The orchestration of power

Violence in the camp

"It was even more terrifying when our Lagerältester, the mentally deranged Georg, went on a rampage. One night I saw him smash a bed board over a prisoner’s head, then take his rubber baton and beat the man’s face until he had reduced it into a single bloody mess."
 

Violence in the camp

Violence was a regular occurrence in the three satellite camps of the Neuengamme concentration camp at Porta Westfalica. This all came down to the camp SS and its commandant Hermann Wicklein. But the soldiers who were assigned as guards and civilians also perpetrated in this violence. The SS used ‘kapos’ in the camp. These were prisoners with a role – in this case, keeping the other prisoners under control. At the head of the hierarchy of the prisoner functionaries were the Lagerälteste (camp leaders). In both Barkhausen and Lerbeck they were particularly known for their violent behaviour.

There was already a permanent form of violence in the camp – the inhumane living conditions. There was a perpetual lack of food supplies, facilities to wash and bathe, clothing and all other day-to-day essentials. In addition to this, there was also constant psychological torment, heightened by everyday procedures such as the camp roll call and the constant shouting of orders at the prisoners.
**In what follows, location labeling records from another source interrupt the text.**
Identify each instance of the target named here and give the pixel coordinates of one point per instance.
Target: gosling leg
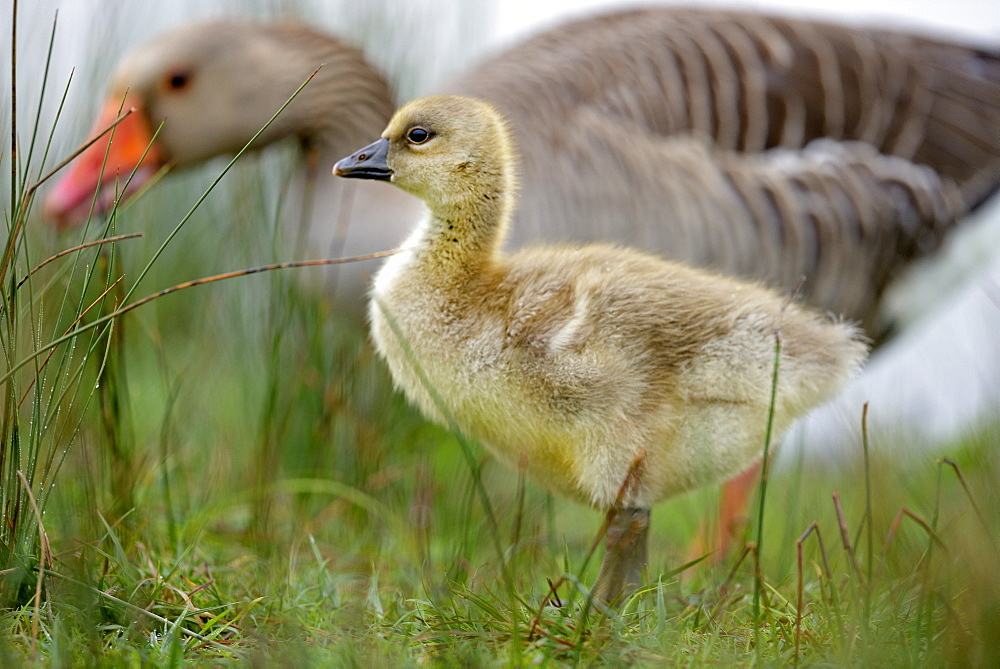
(625, 558)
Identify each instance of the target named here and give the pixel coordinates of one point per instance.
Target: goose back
(764, 147)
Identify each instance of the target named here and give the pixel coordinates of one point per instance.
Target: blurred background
(938, 378)
(247, 409)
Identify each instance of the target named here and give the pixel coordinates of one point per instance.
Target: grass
(225, 476)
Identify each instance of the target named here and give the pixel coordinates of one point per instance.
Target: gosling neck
(466, 232)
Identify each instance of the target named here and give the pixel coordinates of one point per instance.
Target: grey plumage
(767, 148)
(763, 147)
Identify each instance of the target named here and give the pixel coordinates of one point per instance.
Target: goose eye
(418, 135)
(178, 80)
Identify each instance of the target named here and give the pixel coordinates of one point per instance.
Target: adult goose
(768, 148)
(609, 375)
(762, 147)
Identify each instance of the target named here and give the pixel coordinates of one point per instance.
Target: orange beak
(106, 165)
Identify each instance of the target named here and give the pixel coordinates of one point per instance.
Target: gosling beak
(368, 163)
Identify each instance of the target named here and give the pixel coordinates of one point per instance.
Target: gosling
(610, 376)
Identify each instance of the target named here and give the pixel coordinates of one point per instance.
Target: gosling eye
(178, 80)
(418, 135)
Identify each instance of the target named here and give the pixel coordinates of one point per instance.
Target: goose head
(206, 89)
(455, 153)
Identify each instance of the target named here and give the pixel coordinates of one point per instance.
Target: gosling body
(608, 375)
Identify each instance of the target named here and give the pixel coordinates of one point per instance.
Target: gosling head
(447, 150)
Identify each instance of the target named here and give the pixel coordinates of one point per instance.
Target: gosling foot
(625, 558)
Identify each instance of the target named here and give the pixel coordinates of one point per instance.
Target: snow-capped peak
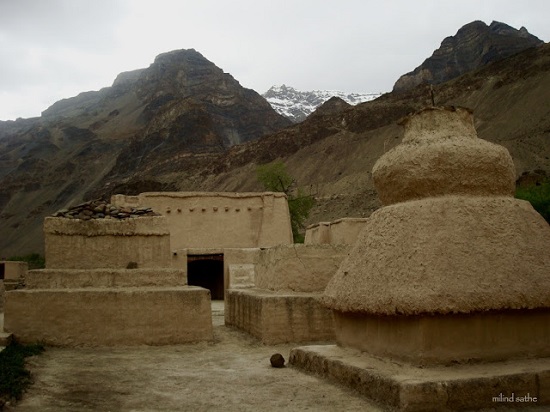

Violence against prisoners was often deliberately orchestrated as an instrument of power. Corporal punishment was inflicted in the camp or the construction sites for alleged misconduct, such as poor work performance or giving the ‘wrong’ greeting. This was carried out in front of the gathered camp prisoners by the prisoner functionaries, all under the orders of the SS. Prisoners who attempted to escape and were caught were hanged from a makeshift gallows in the former ballroom of Hotel Kaiserhof.
On top of this, physical violence continually took place in everyday life in the camps and on the construction sites. Guards, civilian workers and prisoner functionaries would use their bare hands or objects to kick and beat the often already exhausted prisoners and urge them on.